''Joseph, you have a problem,'' the woman's voice declares softly but firmly.
''I have a problem?'' the man's voice replies, stalling for time.
''Yes,'' the woman continues, ''I'm bored.''
''And that's my problem?'' the man asks, now thoroughly confused.
Poor chap! This mystified anti-hero in a radio commercial obviously knows nothing about the rules of the game. The paid-for message is that he should take his troubled lady to a certain posh hotel on the weekend, when all the expense-account types vacate and even the best establishment is haunted by the prospect of empty rooms. But the subliminal message runs deeper. It may be paraphrased thus:
Boredom is not one's own fault. Other people are accountable.
This is an astonishing, even revolutionary assumption when you think about it. Hitherto the only people who dared to point a bored finger at somebody else have been aristocrats and very young children. Emptiness -- the barren imagination, the unoccupied heart -- has been thought to be a self-indicting state, a terrible comment on one's character and personality.
The petulant cry of ''Entertain me!'' may not have been entirely restricted in the past to sheiks, late Roman emperors, and the more decadent French kings. But boredom has been taken to depend on a well-filled stomach and lots of spare time -- two things most people have not shared abundantly throughout history.
If boredom is not a modern malaise, it certainly requires the modern sense of self-consciousness. Ancient languages are rich and precise in words describing weariness and fatigue and every variety of physical and mental suffering. But boredom? Even the Greeks did not have a word for it.
The Penguin Dictionary of Quotations lists 24 instances of Bore, Bored, Boredom, Boring, but none of them pop up until well into the 19th century.
Byron, who can sound so late-20th-century, may be considered the literary godfather of boredom. He was definitely bored beyond the resources of a weekend with room service. From the depths of his yawn he wrote: Society is now one polished horde, Formed of two mighty tribes, the Bores and the Bored.
The Danish theologian Kierkegaard concurred in this Byronic division of the world into two parts, adding the rule: People who are never bored tend to bore others, while people who amuse others are inclined to be bored themselves.

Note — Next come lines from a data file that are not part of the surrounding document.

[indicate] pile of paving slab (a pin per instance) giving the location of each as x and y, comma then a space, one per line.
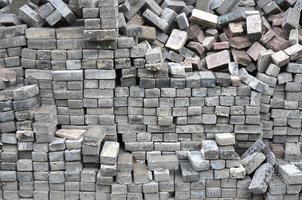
150, 99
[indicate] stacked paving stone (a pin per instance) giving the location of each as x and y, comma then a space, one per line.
187, 115
101, 23
11, 42
151, 99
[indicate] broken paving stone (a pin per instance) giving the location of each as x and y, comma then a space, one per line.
177, 40
241, 57
218, 60
109, 153
261, 179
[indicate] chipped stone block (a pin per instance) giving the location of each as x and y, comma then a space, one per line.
218, 60
254, 24
177, 40
109, 153
182, 21
30, 16
264, 60
210, 149
291, 19
204, 18
252, 162
294, 52
261, 179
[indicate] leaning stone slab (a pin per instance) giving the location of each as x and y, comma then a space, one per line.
64, 10
197, 161
94, 135
237, 172
261, 179
109, 153
290, 173
218, 60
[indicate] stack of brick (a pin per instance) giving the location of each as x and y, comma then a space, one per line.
11, 42
92, 144
68, 94
99, 87
7, 78
285, 105
108, 163
101, 23
9, 150
286, 184
175, 111
216, 167
126, 64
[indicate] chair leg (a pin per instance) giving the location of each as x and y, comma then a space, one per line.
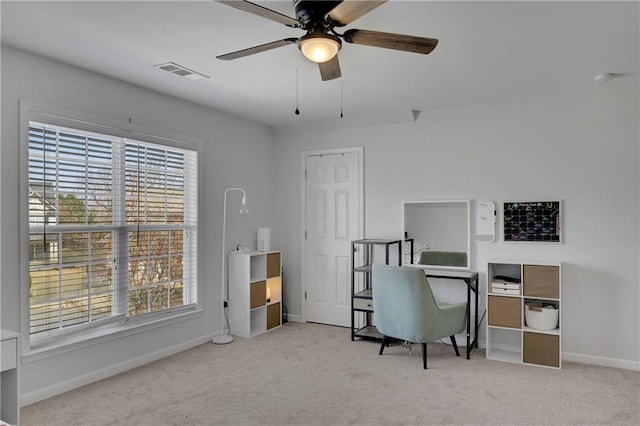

What to do with one's life? How to find a sense of Purpose? Questions like these -- the questions of a calling, a center to existence -- are the questions that run through modern literature. Over a century of novels and plays, and later, films, treat the classic cases of ennui -- the Madame Bovarys and the J. Alfred Prufrocks, the characters staring off into some middle distance and asking: Is this all there is? The star-crossed faces that haunt us -- Humphrey Bogart, Marlon Brando, Marlene Dietrich, Hedy Lamarr -- seem to express boredom at a romantic pitch of wistfulness, anger, or despair.
Call it ''cool'' if you will, but boredom has almost become our style.
As time has gone by, more and more ordinary people have claimed the elitism of the deep sigh. The housewife, the male facing midlife crisis, the retired person, the adolescent in full groan -- almost every subdivision of the middle class has been singled out as a specialist in boredom. Regions of the country even compete for the championship of monotony -- that extra bland something that drives inhabitants to New York or Paris or Tahiti.
Cross-country skiing, cable TV, package tours to the Himalayas, a weekend with room service -- we are familiar with all the remedies. Alas, we are also familiar -- to the point of further boredom -- with the fact that they seldom work.
But no summary of the history of boredom prepares us for that awful line, ''Joseph, you have a problem'' -- which, no doubt, Joseph will treasure up and apply in reverse a week or a month or a year later. This is something new -- not simply to blame others for our unhappiness, but to do it with a sense of social justice. It is as if freedom from boredom has been proclaimed the latest human right that Somebody Else is violating.
Let us declare ourselves victims of anything, but no, Joseph, let us not declare ourselves victims of boredom. If we are not responsible for our own boredom, what are we responsible for?